“Mi accorgevo di avere la pelle d’oca. Senza una ragione, dato che non avevo freddo. Era forse passato un fantasma su di noi? No, era stata la poesia. Una scintilla si era staccata dal poeta e mi aveva dato una scossa gelida. Avevo voglia di piangere; mi sentivo molto strana.Avevo scoperto un nuovo modo di essere felice.” (Sylvia Plath)
martedì 29 agosto 2017
La sedia della felicità di Carlo Mazzacurati. 2014
L'intellettuale e colto Carlo Mazzacurati ci manca molto.
E dopo un mese di vacanze estive, torno ad aggiornare il blog con il suo ultimo film.
c'è un tesoro, accuratamente nascosto nell'imbottitura di un'orrenda sedia zebrata dalla galeotta madre di un celebre bandito , la morente Katia Ricciarelli. La vecchia signora, infatti, non gode di buona salute e infatti spira in carcere, con le unghie smaltate a mezzo e tra le braccia di un'estetista, non senza averle rivelato in punto di morte l'insolita ubicazione del malloppo. Inutile dire quanto il bottino farebbe comodo alla donzella, vessata com'è dalle pressanti richieste di un buzzurro creditore, interpretato dal mitico Natalino Balasso, a capo di una squadra di pignoramento rumena e sempre sul piede di guerra - "Bucarest 1, irruzione!"

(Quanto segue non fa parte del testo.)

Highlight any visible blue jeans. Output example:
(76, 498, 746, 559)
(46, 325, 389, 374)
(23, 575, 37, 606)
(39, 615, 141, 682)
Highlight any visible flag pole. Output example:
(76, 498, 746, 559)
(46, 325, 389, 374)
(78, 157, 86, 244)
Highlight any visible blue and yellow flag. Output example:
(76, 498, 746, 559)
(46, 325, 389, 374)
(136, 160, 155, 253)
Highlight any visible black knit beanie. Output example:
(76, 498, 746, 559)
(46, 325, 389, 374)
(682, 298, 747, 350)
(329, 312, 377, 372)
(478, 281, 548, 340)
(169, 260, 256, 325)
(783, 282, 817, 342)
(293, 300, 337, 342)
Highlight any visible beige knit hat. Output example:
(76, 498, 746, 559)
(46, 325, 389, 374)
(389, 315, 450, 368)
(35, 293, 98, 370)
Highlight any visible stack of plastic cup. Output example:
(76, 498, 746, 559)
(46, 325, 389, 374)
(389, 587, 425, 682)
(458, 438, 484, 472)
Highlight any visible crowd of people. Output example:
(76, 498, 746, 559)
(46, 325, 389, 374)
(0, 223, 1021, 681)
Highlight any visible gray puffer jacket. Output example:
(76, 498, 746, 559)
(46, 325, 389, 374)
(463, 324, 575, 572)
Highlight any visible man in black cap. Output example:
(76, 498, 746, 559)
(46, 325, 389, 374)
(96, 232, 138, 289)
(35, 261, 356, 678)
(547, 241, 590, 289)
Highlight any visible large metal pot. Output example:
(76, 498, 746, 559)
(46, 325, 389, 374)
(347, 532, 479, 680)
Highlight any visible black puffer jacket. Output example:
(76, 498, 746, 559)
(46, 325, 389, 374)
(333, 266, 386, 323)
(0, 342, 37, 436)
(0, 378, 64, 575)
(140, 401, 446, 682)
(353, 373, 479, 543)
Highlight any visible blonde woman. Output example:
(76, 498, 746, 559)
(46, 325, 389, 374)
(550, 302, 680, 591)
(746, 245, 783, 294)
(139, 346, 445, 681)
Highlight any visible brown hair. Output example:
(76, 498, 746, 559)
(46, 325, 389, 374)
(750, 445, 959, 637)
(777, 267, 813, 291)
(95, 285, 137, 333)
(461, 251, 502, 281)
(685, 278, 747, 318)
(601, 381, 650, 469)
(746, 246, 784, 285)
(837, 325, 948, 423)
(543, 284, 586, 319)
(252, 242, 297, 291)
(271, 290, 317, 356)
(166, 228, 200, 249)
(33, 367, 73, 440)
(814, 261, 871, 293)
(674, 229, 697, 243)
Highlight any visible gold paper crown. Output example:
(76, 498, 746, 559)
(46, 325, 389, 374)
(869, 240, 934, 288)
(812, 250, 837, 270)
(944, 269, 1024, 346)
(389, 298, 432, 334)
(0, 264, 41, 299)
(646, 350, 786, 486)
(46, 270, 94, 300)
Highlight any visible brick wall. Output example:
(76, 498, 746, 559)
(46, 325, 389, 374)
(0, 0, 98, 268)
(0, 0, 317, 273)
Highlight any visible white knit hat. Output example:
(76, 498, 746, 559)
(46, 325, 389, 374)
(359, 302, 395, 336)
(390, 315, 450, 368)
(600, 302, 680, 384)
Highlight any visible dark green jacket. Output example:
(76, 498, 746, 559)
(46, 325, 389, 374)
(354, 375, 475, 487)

Peccato che un'asta giudiziaria abbia disperso per il Veneto i beni della defunta, costringendo l'intraprendente estetista, soccorsa dallo spelacchiato tatuatore del negozio di fronte, cui l'umanesimo sincero e sottilmente comico di Valerio Mastandrea dona straordinaria autenticità, a una vera e propria caccia al tesoro on the road, complicata dall'irrompere in scena di un insolito pretaccio interpretato da Giuseppe Battiston, dai nobili ideali (forse), ma dalle ambizioni più che terrene.la felicità forse non si nasconde in uno scrigno colmo di gioielli: più probabilmente sta negli affetti, nella solidarietà, nell’amicizia, nell’amore. Possiamo passare dai capodogli dell'Oceano agli orsi delle Dolomiti e trovarla improvvisamente nel silenzio più vicino al cielo,avere fiducia nella vita proprio mentre la sua se ne sta andando. Radici russe per una fiaba veneta che mette a valore la sua ironia, la sua voglia di allegria, il suo colto umorismo. Restituendoci l’aria più pulita del nordest ci suggerisce che se esiste un Paradiso degli Orsi è lì che, se vorremo, potremo andare a trovarlo.